While it is not possible to add additional middleware to a LoopBack application, it is possible to mount the entire LoopBack application as component of a parent top-level Express application where you can add arbitrary middleware as needed. You can find more details about this approach in Creating an Express Application with LoopBack REST API

Route handlers

In Express, a route handler is a middleware function that serves the response and does not call next(). Handlers can be registered using APIs like app.get(), app.post(), but also a more generic app.use().

In LoopBack, we typically use Controllers and Route handlers to implement request handling logic.

To support interoperability with Express, it is also possible to take an Express Router instance and add it to a LoopBack application as an external router - see Mounting an Express Router. This way it is possible to implement server endpoints using Express APIs.

Static files

LoopBack provides native API for registering static assets as described in Serve static files. Under the hood, static assets are served by serve-static middleware from Express.
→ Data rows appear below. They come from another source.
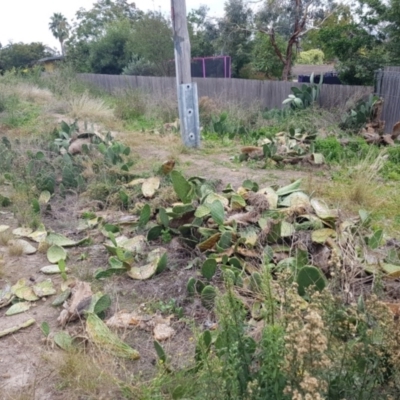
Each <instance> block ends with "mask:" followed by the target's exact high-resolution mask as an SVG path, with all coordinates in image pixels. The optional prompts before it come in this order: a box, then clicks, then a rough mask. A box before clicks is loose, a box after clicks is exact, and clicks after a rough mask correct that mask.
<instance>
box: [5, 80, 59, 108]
mask: <svg viewBox="0 0 400 400" xmlns="http://www.w3.org/2000/svg"><path fill="white" fill-rule="evenodd" d="M0 91H1V93H2V94H3V95H5V96H12V95H14V96H17V97H18V98H19V99H21V100H25V101H29V102H31V103H37V104H41V105H42V104H47V103H50V102H51V101H52V100H53V94H52V93H51V92H50V90H48V89H42V88H40V87H39V86H37V85H33V84H30V83H26V82H20V83H17V84H10V83H8V84H7V83H1V84H0Z"/></svg>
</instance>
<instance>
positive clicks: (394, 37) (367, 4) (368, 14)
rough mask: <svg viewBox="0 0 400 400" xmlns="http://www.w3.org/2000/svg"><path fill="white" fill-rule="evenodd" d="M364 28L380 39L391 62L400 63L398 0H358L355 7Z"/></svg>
mask: <svg viewBox="0 0 400 400" xmlns="http://www.w3.org/2000/svg"><path fill="white" fill-rule="evenodd" d="M356 12H357V14H358V18H359V19H360V21H361V23H362V24H363V25H364V26H365V28H366V29H367V30H368V31H369V32H370V33H371V34H373V35H374V36H375V37H376V38H377V39H378V40H380V41H381V42H382V43H383V44H384V47H385V49H386V51H387V53H388V54H387V56H388V59H389V60H390V63H391V64H399V63H400V44H399V43H400V0H388V1H378V0H359V7H358V8H357V9H356Z"/></svg>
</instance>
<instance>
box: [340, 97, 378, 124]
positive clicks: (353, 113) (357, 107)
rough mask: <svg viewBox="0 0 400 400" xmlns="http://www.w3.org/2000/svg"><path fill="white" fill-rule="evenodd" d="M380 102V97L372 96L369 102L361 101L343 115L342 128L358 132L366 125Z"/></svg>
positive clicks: (360, 100) (342, 119)
mask: <svg viewBox="0 0 400 400" xmlns="http://www.w3.org/2000/svg"><path fill="white" fill-rule="evenodd" d="M378 101H379V96H376V95H373V94H370V95H369V96H368V99H367V100H360V101H358V102H357V104H356V106H355V107H354V108H352V109H351V110H350V111H348V112H347V113H345V114H343V115H342V117H341V119H342V121H341V124H340V127H341V128H342V129H344V130H358V129H360V128H361V127H362V126H363V125H365V124H366V123H367V122H368V121H369V120H370V119H371V116H372V112H373V110H374V106H375V105H376V103H377V102H378Z"/></svg>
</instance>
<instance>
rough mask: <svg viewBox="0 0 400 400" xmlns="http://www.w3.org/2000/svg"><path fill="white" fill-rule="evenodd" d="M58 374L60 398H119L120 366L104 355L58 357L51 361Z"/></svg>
mask: <svg viewBox="0 0 400 400" xmlns="http://www.w3.org/2000/svg"><path fill="white" fill-rule="evenodd" d="M51 362H52V363H54V364H55V369H56V371H57V373H58V376H59V377H58V384H57V386H58V388H59V389H61V390H62V392H63V393H64V396H63V398H65V399H68V400H78V399H83V398H85V399H86V398H87V399H89V398H90V399H95V398H96V399H118V398H122V396H121V386H120V385H121V381H120V380H119V376H121V375H123V374H124V370H123V365H122V364H123V363H121V361H120V360H117V359H115V358H113V357H110V356H108V355H107V354H105V353H102V352H98V353H97V354H96V355H95V356H94V355H90V354H87V353H84V352H78V351H71V352H68V353H62V354H59V356H58V357H53V359H52V360H51Z"/></svg>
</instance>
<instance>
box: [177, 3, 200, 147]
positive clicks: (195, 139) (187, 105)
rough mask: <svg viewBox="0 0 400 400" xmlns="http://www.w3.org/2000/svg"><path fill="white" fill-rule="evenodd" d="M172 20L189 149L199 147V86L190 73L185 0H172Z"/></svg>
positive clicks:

The main difference between LoopBack and vanilla Express applications: LoopBack ensures that static-asset middleware is always invoked as the last one, only when no other route handled the request. This is important for performance reasons to avoid costly filesystem calls.

Error handling middleware

In Express, errors are handled by a special form of middleware, one that’s accepting four arguments: err, request, response, next. It’s up to the application developer to ensure that error handler is registered as the last middleware in the chain, otherwise not all errors may be routed to it.

In LoopBack, we use async functions instead of callbacks and thus can use simple try/catch flow to receive both sync and async errors from individual sequence actions. A typical Sequence implementation then passes these errors to the Sequence action reject.